What is FABLE?
FABLE is a text mining process designed to more thoroughly
identify information written in biomedical text. FABLE is optimized for
finding mentions of human genes, and it currently searches the
MEDLINE®/PubMed®
set of research articles. Currently, FABLE has three tools:
Article Finder identifies
biomedical research articles that mention genes and proteins of interest.
Search terms are normalized by default, so that searching for "p53"

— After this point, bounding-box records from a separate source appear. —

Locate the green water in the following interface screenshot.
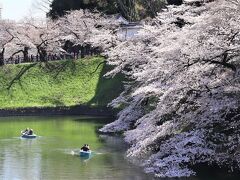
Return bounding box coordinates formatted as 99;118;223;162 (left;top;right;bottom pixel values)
0;117;152;180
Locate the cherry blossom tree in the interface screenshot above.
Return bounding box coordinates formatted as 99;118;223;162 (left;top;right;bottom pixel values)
101;0;240;177
0;20;16;66
58;10;118;57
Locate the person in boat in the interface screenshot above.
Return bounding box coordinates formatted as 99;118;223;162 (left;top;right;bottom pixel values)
27;129;33;135
21;128;30;135
81;144;90;151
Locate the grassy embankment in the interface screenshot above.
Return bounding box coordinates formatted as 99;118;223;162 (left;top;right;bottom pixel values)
0;57;123;109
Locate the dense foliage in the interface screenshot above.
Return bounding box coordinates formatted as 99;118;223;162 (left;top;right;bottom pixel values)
101;0;240;177
48;0;165;21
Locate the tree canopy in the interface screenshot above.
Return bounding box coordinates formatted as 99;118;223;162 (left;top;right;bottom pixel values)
48;0;165;21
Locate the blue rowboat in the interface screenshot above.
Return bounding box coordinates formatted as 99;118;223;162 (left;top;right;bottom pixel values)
21;134;37;139
80;150;92;157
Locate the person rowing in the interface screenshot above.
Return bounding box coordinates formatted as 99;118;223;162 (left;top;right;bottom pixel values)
21;128;33;135
81;144;90;152
21;128;30;135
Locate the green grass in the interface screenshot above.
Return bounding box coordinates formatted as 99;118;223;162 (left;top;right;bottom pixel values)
0;57;123;109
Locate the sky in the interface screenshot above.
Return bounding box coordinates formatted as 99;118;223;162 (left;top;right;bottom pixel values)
0;0;50;21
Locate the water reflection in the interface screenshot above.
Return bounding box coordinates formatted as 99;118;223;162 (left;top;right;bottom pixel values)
0;117;156;180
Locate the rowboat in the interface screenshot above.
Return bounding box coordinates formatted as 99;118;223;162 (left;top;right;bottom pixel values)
21;134;37;139
80;150;92;157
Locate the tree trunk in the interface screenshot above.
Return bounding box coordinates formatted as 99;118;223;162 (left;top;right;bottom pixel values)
0;48;5;66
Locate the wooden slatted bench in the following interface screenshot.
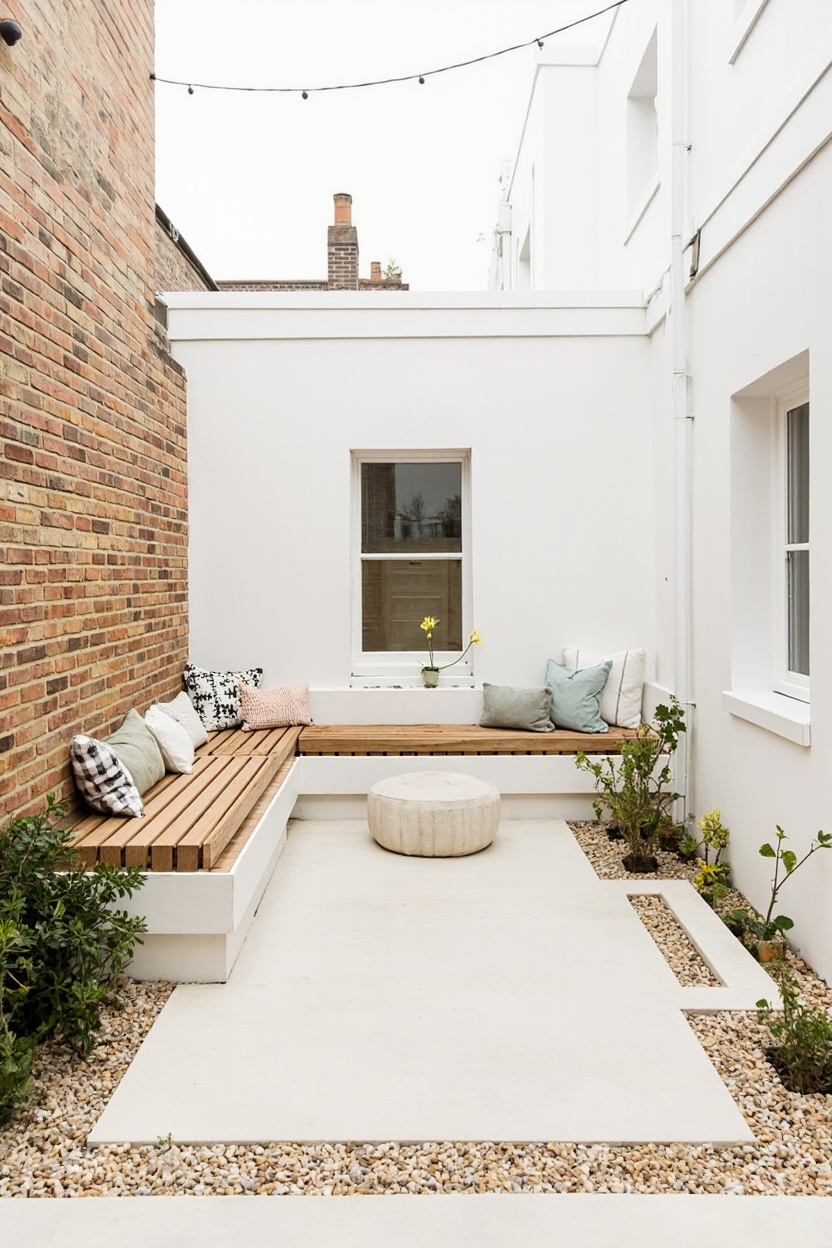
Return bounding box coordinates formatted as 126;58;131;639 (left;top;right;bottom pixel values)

will identify articles that mention "TP53", "P53",
"tumor suppressor protein p53", and any other known synonym
used to describe the p53 gene.
Gene Lister identifies
sets of genes that are mentioned in articles containing one or more keyword
search terms of interest. Searching for "Mendel AND peas" will
identify all genes mentioned in articles that contain both of the words
"Mendel" and also "peas"
LitTrack
visually aligns journal articles to genomic position by
associated HGNC gene symbol. LitTrack is a local mirror of the UCSC Genome Browser that includes a literature track.
How does FABLE work?
FABLE uses an entirely computational procedure to identify mentions of
genes in text. Briefly, a trained probabilistic model (gene tagger) analyzes
various features of text surrounding a possible mention of a gene to determine
if the mention is likely to be a gene or not (named entity recognition).
Mentions that have a sufficient likelihood of being a gene are then "normalized"
to official gene symbols by comparing the text mention to a set of known
human gene names, both by exact and approximate means. If a document states
"we studied the p53 gene", the model would likely identify "p53"
as a gene, and the normalizer would refer this mention to its official
gene symbol "TP53". The gene tagger and the normalizer are used
to analyze all documents in MEDLINE®/PubMed®. The results are
imported into a database where the mention, the normalized term, and the
article mentioning the gene are all recorded. The FABLE website queries
this database.
What is different about FABLE?
Current tools to search the biomedical literature, such as PubMed, use
human annotators to read articles and identify what they contain. FABLE
uses this information too, but FABLE also analyzes the text to predict
its intended meaning using sophisticated algorithms based upon linguistic
theory. This often identifies mentions of objects such as genes that were
somehow missed or unappreciated by the human annotators, and it can perform
this analysis much more rapidly. Also, FABLE keeps track of synonyms and
aliases of mentions to identify articles that might use different names
to mean the same thing. While FABLE is not perfect in distinguishing true
objects from unintended ones, we believe that its ability to identify
a much larger set of objects than existing manually-assisted systems is
of great benefit. Our tests show that searching FABLE for a human gene
identifies approximately 25% more articles than PubMed on average.
Why FABLE?
FABLE currently tags only genes and proteins and only normalizes human
genes. This allows us to design a customized tool that is tailored specifically
for this task, rather than a generalized tool such as PubMed that provides
broad search capabilities with less specificity.